People with bad or no credit are often forced to take loans with high interest rates or unfavorable terms, but Upstart.com wants to reverse the scenario.
Billing itself as a “Kickstarter for Students,” the company considers other forward-looking factors besides a person’s credit score, or FICO, to decide how likely you are to repay.
It’s kind of like the questions your partner’s parents might ask you the first time you meet them: Where did you go to school? What did you study? How much will you earn in the future? Is it a reliable career?
“Our job is to see signals about a person that others don’t see,” said company founder Dave Girouard.
“FICO is inherently backward looking, which is what you’ve done with credit in the past,” he added. While with Upstart he said, “We like to see it as identifying someone’s potential, where they’re going.”
Clients like Dave Collier, a programmer employed by Trinity University, have used Upstart to change careers. He left his job in the oil sector, hard hit since the fall in the price of crude oil, and enrolled in programming courses. It seemed like a smart bet, but the tuition fees added $16,000 to his existing debt. Now he owed over $50,000.

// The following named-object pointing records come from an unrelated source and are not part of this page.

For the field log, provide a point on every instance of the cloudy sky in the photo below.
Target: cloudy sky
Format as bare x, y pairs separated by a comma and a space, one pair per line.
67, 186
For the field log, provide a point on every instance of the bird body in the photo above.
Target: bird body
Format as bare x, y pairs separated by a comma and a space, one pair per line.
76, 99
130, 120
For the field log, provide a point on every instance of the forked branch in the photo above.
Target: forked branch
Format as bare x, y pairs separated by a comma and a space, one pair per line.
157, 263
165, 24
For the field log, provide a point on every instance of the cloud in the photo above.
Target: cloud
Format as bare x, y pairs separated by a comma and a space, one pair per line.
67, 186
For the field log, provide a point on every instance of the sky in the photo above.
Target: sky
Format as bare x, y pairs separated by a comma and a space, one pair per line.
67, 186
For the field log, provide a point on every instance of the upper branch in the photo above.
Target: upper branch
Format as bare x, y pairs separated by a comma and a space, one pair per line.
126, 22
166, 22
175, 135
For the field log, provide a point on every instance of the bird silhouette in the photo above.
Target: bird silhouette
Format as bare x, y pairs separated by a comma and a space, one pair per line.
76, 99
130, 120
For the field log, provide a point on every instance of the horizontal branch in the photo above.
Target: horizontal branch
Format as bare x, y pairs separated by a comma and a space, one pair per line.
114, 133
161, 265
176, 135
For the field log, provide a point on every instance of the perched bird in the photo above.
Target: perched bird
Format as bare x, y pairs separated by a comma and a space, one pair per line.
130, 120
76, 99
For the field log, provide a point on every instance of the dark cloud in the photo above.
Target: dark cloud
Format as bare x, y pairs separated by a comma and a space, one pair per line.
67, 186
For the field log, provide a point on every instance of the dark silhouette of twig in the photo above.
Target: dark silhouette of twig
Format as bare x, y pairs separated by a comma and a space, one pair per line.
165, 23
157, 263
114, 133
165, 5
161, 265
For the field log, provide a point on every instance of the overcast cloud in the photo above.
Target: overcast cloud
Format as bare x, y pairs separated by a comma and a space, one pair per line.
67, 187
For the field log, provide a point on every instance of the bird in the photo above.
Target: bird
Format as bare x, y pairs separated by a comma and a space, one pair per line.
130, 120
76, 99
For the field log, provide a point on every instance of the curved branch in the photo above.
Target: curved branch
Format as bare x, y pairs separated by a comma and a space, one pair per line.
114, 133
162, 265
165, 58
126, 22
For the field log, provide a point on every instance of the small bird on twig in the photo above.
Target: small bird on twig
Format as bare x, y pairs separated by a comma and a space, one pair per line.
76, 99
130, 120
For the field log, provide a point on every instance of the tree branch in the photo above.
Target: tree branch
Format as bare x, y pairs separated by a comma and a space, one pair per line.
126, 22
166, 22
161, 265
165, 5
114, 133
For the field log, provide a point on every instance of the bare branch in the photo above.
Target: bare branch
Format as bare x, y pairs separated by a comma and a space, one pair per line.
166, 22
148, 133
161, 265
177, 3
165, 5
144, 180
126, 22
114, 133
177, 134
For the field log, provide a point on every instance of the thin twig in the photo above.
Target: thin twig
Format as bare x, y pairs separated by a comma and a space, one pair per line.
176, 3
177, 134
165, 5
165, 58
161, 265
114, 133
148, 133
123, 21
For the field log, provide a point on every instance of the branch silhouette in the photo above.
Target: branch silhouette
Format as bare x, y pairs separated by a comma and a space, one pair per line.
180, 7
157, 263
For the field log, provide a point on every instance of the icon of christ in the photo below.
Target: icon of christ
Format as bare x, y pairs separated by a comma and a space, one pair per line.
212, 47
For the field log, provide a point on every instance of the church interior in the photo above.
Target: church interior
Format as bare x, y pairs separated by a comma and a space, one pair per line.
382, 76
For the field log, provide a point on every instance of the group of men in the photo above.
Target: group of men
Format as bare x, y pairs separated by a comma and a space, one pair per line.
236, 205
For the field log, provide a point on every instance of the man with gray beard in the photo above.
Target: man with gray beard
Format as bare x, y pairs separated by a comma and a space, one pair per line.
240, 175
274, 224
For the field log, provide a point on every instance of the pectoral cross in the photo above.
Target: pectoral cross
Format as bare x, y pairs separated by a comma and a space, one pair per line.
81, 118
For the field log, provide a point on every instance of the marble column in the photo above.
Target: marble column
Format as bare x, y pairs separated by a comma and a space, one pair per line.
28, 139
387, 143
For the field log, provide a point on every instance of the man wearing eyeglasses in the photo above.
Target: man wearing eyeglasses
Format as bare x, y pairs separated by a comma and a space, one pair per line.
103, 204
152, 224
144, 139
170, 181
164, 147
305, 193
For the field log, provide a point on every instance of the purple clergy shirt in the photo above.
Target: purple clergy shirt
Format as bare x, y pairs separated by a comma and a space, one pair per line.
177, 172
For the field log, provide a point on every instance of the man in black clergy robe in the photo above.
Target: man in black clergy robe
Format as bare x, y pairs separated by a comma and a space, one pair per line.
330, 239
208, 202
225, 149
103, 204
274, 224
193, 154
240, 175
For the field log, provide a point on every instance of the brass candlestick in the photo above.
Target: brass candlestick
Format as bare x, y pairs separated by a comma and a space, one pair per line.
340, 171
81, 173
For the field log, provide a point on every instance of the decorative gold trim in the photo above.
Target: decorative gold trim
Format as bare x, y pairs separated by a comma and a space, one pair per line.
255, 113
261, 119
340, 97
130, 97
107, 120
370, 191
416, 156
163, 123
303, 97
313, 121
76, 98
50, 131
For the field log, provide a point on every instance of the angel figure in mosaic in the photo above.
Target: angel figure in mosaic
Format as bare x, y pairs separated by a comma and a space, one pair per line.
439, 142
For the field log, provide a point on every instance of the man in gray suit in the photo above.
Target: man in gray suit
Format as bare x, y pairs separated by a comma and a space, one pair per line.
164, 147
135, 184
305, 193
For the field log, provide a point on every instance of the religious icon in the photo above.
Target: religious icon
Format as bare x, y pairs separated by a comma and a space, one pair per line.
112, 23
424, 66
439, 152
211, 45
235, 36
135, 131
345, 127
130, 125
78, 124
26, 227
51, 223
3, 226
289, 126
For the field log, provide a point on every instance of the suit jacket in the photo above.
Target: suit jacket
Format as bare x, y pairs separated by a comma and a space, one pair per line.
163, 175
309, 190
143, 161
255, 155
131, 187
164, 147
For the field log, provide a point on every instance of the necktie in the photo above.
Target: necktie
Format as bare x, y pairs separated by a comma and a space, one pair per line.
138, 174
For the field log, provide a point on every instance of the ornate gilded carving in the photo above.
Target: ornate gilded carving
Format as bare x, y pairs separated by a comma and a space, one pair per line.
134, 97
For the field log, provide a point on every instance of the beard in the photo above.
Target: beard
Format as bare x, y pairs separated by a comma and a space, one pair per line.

By using Upstart, he was able to consolidate $22,000 in credit card debt and reduce his interest rate from 19% to 7.5%, a savings of $5,510.
Some in the industry are skeptical and wonder if the model could withstand the next economic downturn.
“The jury will be out until we’re in a recessionary environment and delinquencies and defaults increase, and that’s when you can really see which form of lending was worth the risk and which isn’t. was not,” said Greg McBride, chief financial analyst at Bankrate.com.
But for now, borrowers are happy to find a new life, at a reduced rate.
“I’m going to buy a house sooner,” Collier said. I’m going to get married sooner.”